One such concern is the fact that the Bill empowers each of the new regulatory bodies to establish and implement "regulatory instruments" with the effect of subordinate legislation. Following concerns raised by the National Assembly in 2016 about the extent of the powers granted to these regulators, the Bill has since been updated to stipulate that parliament must be consulted before regulatory instruments may be made. Section 102(1) of the Bill reads as follows:
"In deciding whether to make a regulatory instrument, the maker must take into account all submissions received by the expiry of the period referred to in section 98(2) or 100(2) and any deliberations of parliament."
Arguably, despite the above, the Bill may still have the effect of blurring the lines between the executive and legislative authorities. While makers of regulatory instruments are now obliged to consult with parliament prior to making any new regulatory instruments, it is unclear to what extent, if any, they will be bound by parliamentary submissions.
Concerns were also raised about the continued existence of the National Credit Regulator (NCR) as a separate regulatory authority tasked with the supervision and enforcement of the National Credit Act, thereby adding a third peak to the Twin Peaks model. Both the Financial Sector Conduct Authority and the NCR will be responsible for regulating the market conduct of financial service providers. This means that certain financial service providers will be subject to regulation by both authorities to varying and possibly overlapping extents based on the products they provide, which may result in the very regulatory arbitrage that the Bill aims to avoid.
While the first phase of the implementation of Twin Peaks is largely aimed at establishing the new regulators that will initially operate within the existing industry-specific regulatory framework, it also lays the groundwork for the second phase, which will comprise large scale legislative reform in order to establish a new regulatory framework across the financial services sector. The second phase will commence with the enactment of the Conduct of Financial Institutions Bill (CoFI) followed by various new pieces of industry specific legislation, including the new Insurance Bill, aimed at aligning these industries with the objectives of the Twin Peaks RDR model and Treating Customers Fairly (TCF) initiatives.
The new Insurance Bill
The adoption of the new Insurance Bill will further subject insurers, not only to more strenuous market conduct regulations, but also to solvency assessment and management (SAM) measures, modelled after European Solvency II regulations, aimed at protecting policy holders by ensuring that insurers are able to meet their financial obligations. Notably, SAM regulations also outline guidelines for assessing Solvency Capital Requirements (SCR) in the context of bancassurance structures that are becoming increasingly prevalent in South Africa.
The Insurance Bill makes provision for the Prudential Regulator to designate certain companies as part of "insurance groups" by virtue of belonging to the same group of companies as an insurer. The group solvency requirement of these companies is then, as a general rule, determined by applying the deduction and aggregation (D&A) method, which combines the individual capital requirements of each entity in the group and allows for certain adjustments and deductions in case of intra-group transactions.

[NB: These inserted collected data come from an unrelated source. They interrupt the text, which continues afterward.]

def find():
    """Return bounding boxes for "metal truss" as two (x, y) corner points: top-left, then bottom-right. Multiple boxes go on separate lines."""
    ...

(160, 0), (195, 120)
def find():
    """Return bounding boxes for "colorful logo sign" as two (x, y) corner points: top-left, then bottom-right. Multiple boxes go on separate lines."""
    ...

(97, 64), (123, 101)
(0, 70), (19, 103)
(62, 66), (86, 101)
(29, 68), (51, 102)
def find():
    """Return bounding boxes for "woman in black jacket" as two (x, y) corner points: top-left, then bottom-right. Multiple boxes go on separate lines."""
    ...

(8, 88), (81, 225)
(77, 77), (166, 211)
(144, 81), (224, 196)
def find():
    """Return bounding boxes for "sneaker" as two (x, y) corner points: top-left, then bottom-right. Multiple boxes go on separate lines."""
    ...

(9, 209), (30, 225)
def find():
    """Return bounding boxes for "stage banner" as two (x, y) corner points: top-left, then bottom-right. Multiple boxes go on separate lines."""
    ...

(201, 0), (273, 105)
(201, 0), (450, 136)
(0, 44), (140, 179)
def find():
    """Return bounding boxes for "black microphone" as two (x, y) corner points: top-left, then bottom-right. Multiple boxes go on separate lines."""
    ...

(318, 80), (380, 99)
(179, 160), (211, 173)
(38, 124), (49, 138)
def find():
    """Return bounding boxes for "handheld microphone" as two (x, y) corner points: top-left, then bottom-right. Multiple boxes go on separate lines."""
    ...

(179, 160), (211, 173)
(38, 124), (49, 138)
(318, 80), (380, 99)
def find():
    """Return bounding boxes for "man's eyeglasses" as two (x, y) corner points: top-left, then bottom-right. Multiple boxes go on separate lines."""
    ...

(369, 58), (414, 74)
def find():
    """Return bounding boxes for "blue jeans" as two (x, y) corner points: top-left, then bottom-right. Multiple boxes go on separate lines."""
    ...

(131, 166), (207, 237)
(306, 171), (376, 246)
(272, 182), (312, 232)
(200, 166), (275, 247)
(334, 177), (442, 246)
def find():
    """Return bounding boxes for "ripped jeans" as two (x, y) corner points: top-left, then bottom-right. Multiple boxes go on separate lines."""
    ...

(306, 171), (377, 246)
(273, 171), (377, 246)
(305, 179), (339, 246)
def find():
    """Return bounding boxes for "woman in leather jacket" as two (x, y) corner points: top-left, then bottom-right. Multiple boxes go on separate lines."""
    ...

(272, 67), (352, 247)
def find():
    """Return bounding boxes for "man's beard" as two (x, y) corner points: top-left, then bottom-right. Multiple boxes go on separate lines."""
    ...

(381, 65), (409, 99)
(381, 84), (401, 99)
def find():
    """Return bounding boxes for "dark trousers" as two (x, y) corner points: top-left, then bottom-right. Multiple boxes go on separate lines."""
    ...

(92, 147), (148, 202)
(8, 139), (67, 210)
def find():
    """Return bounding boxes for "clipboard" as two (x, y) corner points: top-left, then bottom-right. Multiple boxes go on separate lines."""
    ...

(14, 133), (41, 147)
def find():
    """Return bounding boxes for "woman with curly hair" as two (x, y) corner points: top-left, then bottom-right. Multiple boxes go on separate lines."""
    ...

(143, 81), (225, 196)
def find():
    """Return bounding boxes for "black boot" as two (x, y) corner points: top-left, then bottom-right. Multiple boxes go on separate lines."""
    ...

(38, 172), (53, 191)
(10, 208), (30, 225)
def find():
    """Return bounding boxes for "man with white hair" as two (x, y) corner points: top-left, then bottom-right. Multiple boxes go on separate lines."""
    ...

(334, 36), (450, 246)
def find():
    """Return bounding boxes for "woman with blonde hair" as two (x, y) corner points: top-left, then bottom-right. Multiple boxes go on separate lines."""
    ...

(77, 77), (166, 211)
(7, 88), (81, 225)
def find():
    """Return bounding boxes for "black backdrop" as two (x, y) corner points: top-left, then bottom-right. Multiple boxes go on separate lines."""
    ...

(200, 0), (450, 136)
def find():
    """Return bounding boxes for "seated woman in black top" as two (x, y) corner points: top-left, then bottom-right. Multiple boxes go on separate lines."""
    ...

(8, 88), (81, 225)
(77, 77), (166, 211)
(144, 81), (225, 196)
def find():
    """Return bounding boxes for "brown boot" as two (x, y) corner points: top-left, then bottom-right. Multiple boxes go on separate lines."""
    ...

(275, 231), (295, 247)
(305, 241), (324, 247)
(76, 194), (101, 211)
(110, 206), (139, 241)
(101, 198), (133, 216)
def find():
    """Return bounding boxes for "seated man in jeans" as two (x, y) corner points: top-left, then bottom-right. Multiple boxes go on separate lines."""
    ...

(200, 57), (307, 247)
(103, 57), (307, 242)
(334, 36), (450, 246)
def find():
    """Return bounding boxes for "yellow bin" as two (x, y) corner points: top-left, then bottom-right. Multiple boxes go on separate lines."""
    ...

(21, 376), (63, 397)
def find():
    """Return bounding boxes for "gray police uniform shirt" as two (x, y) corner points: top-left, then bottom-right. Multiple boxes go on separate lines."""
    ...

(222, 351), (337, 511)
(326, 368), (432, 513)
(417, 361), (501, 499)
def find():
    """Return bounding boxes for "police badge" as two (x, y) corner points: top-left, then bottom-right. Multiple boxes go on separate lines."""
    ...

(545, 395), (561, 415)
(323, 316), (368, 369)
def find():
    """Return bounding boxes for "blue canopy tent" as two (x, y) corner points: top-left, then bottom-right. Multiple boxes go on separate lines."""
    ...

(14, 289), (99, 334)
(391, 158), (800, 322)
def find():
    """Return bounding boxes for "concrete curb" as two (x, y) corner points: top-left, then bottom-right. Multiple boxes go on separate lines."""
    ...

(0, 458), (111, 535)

The D&A method therefore effectively prevents the entities that make up insurance groups from double gearing or overstating their shared group capital to indemnify against risk and thus satisfy their individual solvency capital requirements on that basis. Once these measures are fully in place, certain financial service providers may come to find that the benefits of diversification no longer exceed the risks.
The Insurance Bill further aims to make insurance products more accessible to low income groups by regulating fee and commission structures, thus requiring insurers to strike a delicate balance between the cost of implementing an array of new measures and practices while keeping consumer costs at a minimum. Globally insurance companies have started to implement technologies like GPS, fleet management software, drones and smartphone apps with the aim of simplifying their processes and reducing costs in order to remain profitable and prosper despite their increased regulatory burdens.
However, implementation of similar regulatory measures in the United Kingdom in response to the 2008 global financial crisis still saw a drastic decrease in active financial advisors, whether as a result of regulatory teething problems, unsustainable fee structures or increased solvency and liquidity requirements to name but a few. Either way, the lesson to be learnt by South African financial service providers seems to be adapt or die.